Government excludes cancer care from Health and Compensation Act
“What the hell?”
Those were the words racing through the mind of Jim LaPenna, an electrician working at the Palisades Center in West Nyack, N.Y., a shopping mall less than 30 miles from Ground Zero, on the morning of Sept. 11, 2001, when he heard what he would soon learn was a plane strike the World Trade Center’s North Tower.
As soon as he heard the news, LaPenna did what he thought any patriotic American would do — he jumped in his car and, despite threats to be fired for leaving his job site, headed toward Lower Manhattan to volunteer with cleanup efforts.
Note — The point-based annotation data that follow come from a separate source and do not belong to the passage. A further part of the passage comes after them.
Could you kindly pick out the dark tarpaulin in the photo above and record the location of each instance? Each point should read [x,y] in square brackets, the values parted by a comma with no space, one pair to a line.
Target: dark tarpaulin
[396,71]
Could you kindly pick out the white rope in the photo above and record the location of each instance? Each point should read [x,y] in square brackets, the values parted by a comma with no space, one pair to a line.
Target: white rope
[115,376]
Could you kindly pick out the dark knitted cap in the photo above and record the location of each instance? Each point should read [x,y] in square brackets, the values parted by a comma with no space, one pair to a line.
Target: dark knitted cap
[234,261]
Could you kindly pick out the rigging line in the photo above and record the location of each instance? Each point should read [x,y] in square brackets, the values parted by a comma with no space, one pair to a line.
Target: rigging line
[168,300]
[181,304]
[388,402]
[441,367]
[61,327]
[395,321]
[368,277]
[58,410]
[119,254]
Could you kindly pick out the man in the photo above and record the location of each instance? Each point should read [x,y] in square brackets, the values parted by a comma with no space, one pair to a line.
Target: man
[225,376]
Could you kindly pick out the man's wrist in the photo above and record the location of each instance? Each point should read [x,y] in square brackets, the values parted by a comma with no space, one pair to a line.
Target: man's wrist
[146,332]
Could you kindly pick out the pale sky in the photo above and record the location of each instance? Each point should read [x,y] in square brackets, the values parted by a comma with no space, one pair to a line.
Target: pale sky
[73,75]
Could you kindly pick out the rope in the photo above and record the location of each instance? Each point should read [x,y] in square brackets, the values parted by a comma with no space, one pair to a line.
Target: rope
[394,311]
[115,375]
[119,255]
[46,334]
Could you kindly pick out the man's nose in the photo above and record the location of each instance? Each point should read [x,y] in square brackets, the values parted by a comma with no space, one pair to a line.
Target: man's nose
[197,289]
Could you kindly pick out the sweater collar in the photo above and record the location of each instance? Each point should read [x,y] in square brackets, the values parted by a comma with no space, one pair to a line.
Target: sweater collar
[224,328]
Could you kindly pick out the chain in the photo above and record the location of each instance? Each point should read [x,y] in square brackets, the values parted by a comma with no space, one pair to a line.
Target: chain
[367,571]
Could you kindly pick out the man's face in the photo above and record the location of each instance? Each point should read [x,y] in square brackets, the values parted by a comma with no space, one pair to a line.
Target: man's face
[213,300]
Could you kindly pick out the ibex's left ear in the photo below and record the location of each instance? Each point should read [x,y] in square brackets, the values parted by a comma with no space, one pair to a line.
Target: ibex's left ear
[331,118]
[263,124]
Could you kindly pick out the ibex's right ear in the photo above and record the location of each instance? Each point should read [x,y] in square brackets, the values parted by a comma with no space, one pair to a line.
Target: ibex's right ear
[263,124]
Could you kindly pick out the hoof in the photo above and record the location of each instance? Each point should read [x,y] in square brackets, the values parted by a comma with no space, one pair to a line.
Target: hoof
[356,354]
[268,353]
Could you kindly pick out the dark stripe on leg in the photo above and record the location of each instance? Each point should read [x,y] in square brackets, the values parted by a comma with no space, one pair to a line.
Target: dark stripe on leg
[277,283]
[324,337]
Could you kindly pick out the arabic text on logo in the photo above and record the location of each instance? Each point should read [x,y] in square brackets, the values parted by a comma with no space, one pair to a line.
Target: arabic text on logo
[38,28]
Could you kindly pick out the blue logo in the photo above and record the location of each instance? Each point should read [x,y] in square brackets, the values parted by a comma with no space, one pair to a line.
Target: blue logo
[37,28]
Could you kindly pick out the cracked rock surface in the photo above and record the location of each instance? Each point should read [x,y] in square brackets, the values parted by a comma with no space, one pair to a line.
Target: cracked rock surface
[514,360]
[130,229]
“When that took place, I didn’t think of me. I thought about what I could do to help,” LaPenna said. “Nobody put a gun to my head and told me to go to the [World] Trade Center. I did it because that’s what we do as Americans, that’s what we do as first responders.”
He arrived on the scene shortly thereafter and was a mere 100 yards from the South Tower when it was struck. For the next two weeks, LaPenna volunteered his time in the search and recovery at Ground Zero despite being fired from his electrician job for insubordination.
“I didn’t go home for the first 14 days,” LaPenna recalled. “You slept wherever you could find a place to shut your eyes for a little bit.”
LaPenna was one of five first responders to assist in the recovery of Port Authority police officers John McLoughlin and Will Jimeno in a process he labels as “Life on the Ultimate Team.” Five years later, Oliver Stone released the film World Trade Center, a drama loosely based on the officers’ rescue.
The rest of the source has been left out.